いつだってルイが道具を作り、結界を張り、魔術を行使してきた。カダンが手伝う事があっても、それはあくまでも手伝いであって、孝宏からすればルイには及ばないという認識だ。


 それがどうだ。検査結果を見て異常に気が付き、それが意味するところ理解する。そして魔法具の術式からどのような魔術かを言い当てた。


 それが並の事なのかは、魔術に詳しくない孝宏でも、何となく察しが付くというものだ。



(カダンてかなりすごいの?いや、どうなの?何かあった時、本当に逃げられるの?俺……)



「な、カダン……」



「ん?何?」



 孝宏は息を呑み、カダンの名を呼んだ。

 名を呼ばれ振り向くカダンは何やらすっきりした様子で、笑みさえ浮かべて返事をする。


 孝宏はカッとなり、悟られぬよう努めて平静を装った。顔の筋肉がピクぴくする。



「これ、発動したらどうなんだ?」



「どうもならない。タカヒロが受けるはずだった精神的苦痛をかわり引き受ける。タカヒロが気が付かない間にね」



「じゃ、あ、じゃあ、この石が働いても俺自身には解らないんだ」



「そうだよ。これは鏡石って呼ばれる石の一つで、持ち主の身代わりになるって言われてるんだよ。だからお守りとしても使うけど、魔力を多く蓄えている石は魔法具としても使われるんだよ。もう何度も助けられていると思うよ。よく見るとここが、ほら白く濁ってる」



 カダンがここと指を指す。しかし黒い石には埃一つない。しいて言うならば、擦れたよう痕があるだけだ。



(ああ、なるほど……) 


 孝宏とカダンで見え方が違っているのだ。これが意味するところは一つ。



「なあ、カダンにはこれ何色に見える?」



 孝宏は胸に下がるペンダントを摘まみ上げた。



「透明だけど……ああそうか。違う色に見えてるんだ」



「そ。黒、真っ黒」



「黒か、ちょっとわかるな」



 カダンが意味深に言う。



「人間でも魔力を多く持って生まれてくると、どの人種でも髪が黒くなるんだ。
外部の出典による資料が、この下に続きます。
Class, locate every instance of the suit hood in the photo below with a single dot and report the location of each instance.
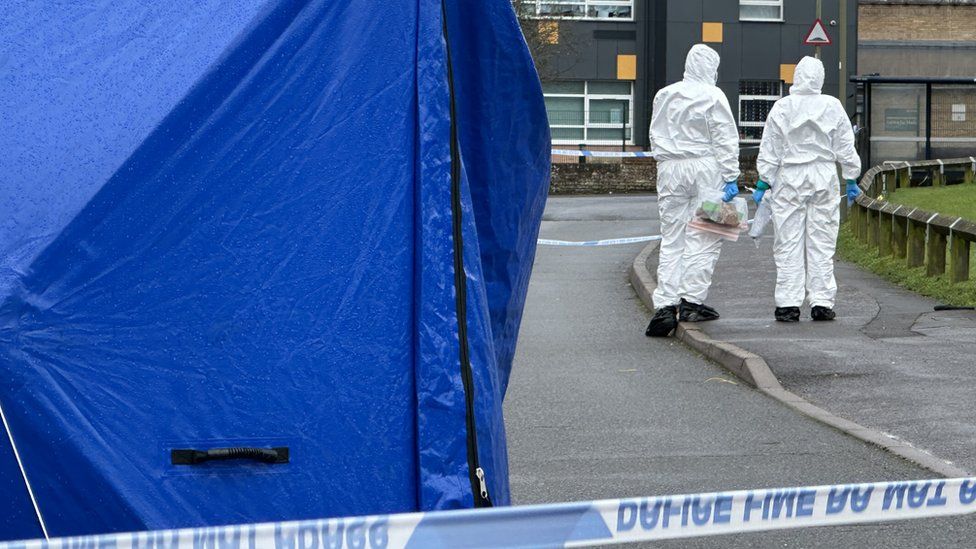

この石も強い魔力を感じるから……」



 黒曜石だと思っていた物は全く別物の石で、黒いのは魔力。



(これが俺を助けてくれた、俺を映す鏡。もしかしてあの声は、ひょっとして……)





――コンコンコン――




 ドアを叩いたのは、契約用の紙とペンを持ってきた所員だった。





「我々との間で交わす契約の中身を決めないとな。後で認識のズレが出た時困るからな」



「あ、はい。そうですよね」



 タツマがようやく孝宏から離れた。ホッとしたような残念のような複雑な気持ちだ。カダンも孝宏いから少し離れ、元の場所に座る。



 検査や実験、孝宏の生活にかかるすべての費用をタツマが負担する事や、実験の際、孝宏が拒否した場合無理強いはしない事などが話し合われた。



「それから寝食はここでしてもらう」



「え?ここですか?もしかしてさっきの部屋で寝ろなんて言うんじゃ……」



「まさか、ちゃんとした部屋を用意する。快適な部屋をね」



「俺の自由を保障してください。部屋に閉じ込めるとか、外出できないとか、そう言ったのを一切やめてほしいんです」



「しっかりしてるね。良いだろう。ただしこちらに支障が出ない場合のみだ。研究所がてんてこ舞いの時にて歩かれても困るし、立ち入り禁止区域もある。これは守ってもらおう」



「そちらに支障がない場合のみではなく、俺の心身ともに健康を損なわないようにです。もちろん研究所の邪魔にならないようにします。絶対に、よ・ろ・し・くお・ね・が・い・し・ま・す」



「我々には君の心身を守る義務があるという事かな?」



「はい、俺は俺の好きな時に出歩きますし、自由にします。でないと、きっとストレスでおかしくなって凶鳥の兆しの制御が出来なくなります」



「……………………良いだろう。君の希望に沿おう」





 結局話し合いは、所員から目を覚ましたマリーが棟内をうろついていると報告が来るまで続けられた。